Technical Program

Paper Detail

Paper: SP-P3.5
Session: Adaptation in ASR
Location: Poster Area A
Session Time: Tuesday, March 27, 16:30 - 18:30
Presentation Time: Tuesday, March 27, 16:30 - 18:30
Presentation: Poster
Topic:
Paper Title: A LINEAR PROJECTION APPROACH TO ENVIRONMENT MODELING FOR ROBUST SPEECH RECOGNITION
Authors: Yu Tsao, Academia Sinica, Taiwan; Chien-Lin Huang, Shigeki Matsuda, Chiori Hori, Hideki Kashioka, National Institute of Information and Communications Technology, Japan
Abstract: Use of a linear projection (LP) function to transform multiple sets of acoustic models into a single set of acoustic models is proposed for characterizing testing environments for robust automatic speech recognition. The LP function is an extension of the linear regression (LR) function used in maximum likelihood linear regression (MLLR) and maximum a posteriori linear regression (MAPLR) by incorporating local information in the ensemble acoustic space to enhance the environment modeling capacity. To estimate the nuisance parameters of the LP function, we developed maximum likelihood LP (MLLP) and maximum a posteriori LP (MAPLP) and derived a set of integrated prior (IP) densities for MAPLP. The IP densities integrate multiple knowledge sources from the training set, previously seen speech data, current utterance, and a prepared tree structure.

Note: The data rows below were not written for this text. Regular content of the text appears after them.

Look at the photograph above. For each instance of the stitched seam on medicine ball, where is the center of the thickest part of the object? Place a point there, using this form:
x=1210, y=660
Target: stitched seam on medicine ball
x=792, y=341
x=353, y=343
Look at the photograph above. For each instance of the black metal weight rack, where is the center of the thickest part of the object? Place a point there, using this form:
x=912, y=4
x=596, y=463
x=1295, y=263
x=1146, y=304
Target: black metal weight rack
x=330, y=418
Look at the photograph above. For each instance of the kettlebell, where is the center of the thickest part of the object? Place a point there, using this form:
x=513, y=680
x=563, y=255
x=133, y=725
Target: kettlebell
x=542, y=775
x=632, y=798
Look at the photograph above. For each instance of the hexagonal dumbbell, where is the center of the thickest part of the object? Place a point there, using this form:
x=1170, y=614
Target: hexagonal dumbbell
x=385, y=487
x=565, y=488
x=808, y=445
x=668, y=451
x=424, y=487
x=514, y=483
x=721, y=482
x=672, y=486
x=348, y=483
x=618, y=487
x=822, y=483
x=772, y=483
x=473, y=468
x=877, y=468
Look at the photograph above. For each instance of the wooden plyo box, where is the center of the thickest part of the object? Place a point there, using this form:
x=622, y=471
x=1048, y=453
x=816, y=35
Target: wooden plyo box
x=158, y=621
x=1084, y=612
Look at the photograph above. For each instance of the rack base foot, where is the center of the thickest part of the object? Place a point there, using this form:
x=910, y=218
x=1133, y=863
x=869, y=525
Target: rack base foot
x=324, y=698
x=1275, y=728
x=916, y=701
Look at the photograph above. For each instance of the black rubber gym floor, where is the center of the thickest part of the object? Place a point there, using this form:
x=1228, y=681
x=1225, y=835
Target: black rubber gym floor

We evaluated the proposed MLLP and MAPLP on the Aurora-2 database in an unsupervised model adaptation manner. Experimental results show that the LP function outperforms the LR function with both ML- and MAP-based estimates over different test conditions. Moreover, because the MAP-based estimate can handle over-fittings well, MAPLP has clear improvements over MLLP. Compared to the baseline result, MAPLP provides a significant 10.99% word error rate reduction.